No contábamos con que el poder, por pequeño que sea, se enferma cuando cae en manos inescrupulosas. Y que un funcionario ávido por consolidar su poder, engendra una malla de minúsculas corrupciones y de insignificantes intereses creados, que se ensanchan más y más hasta convertirse en una epidemia contagiosa. Y que al delegar nuestras responsabilidades, estábamos contribuyendo a ensanchar el campo de acción del Estado, a la vez que restringíamos nuestro propio campo de acción. Por flojera, por facilidad, por exceso de confianza, muchos venezolanos se abstuvieron en la construcción real del país, y transformaron el espíritu de lucha que los había caracterizado (y al cual debemos nuestra democracia) en una pasiva entrega al Estado providencial.

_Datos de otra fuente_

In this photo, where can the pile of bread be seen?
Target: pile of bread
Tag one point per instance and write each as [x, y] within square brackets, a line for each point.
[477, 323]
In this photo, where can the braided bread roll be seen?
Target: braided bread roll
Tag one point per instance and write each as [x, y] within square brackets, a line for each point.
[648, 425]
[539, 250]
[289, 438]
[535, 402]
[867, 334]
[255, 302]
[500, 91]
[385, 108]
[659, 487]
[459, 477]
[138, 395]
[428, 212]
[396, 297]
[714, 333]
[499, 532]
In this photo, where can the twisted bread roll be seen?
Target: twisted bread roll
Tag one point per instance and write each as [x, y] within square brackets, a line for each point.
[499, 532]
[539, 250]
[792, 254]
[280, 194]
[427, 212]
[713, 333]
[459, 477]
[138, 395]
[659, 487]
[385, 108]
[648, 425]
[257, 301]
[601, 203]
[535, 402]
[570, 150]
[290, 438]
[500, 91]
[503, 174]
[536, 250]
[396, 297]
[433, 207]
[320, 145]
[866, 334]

Y el Estado, por supuesto, se aprovechó de esa libertad que se le ofrendaba. En 1973, cuando los precios del petróleo empezaron a crecer aceleradamente, y Venezuela dispuso al fin de la oportunidad de riqueza que había estado esperando para afianzar su desarrollo, el Estado omnipotente se había instalado ya entre nosotros y nos maniataba la imaginación. La era del crecimiento que debió abrirse entonces fue en verdad una era de despilfarro, de corrupción, de gigantescas empresas erigidas para pagar favores políticos y para producir pérdidas que bien pronto fueron superiores a nuestros enormes ingresos. En diez años, el Estado hizo llover sobre Venezuela más de un millón de millones de bolívares. ¿En qué los hemos gastado? ¿Hemos erradicado la miseria? ¿Cuántas industrias livianas de exportación, cuánto desarrollo agrario, cuántos centros de salud en buen estado, cuántas escuelas primarias, cuántos servicios públicos eficaces pudimos consolidar con esa fortuna incalculable? La respuesta es desalentadora: no hemos hecho nada, salvo alimentar más y más las fauces de un Estado al que ya ninguna riqueza puede saciar. ¿Por qué hay más niños abandonados que nunca?
Marcel Granier: La generación de relevo vs. el Estado omnipotente (fragmento del Prólogo). Publicaciones Seleven. Caracas, 1984. Páginas xi a la xiii.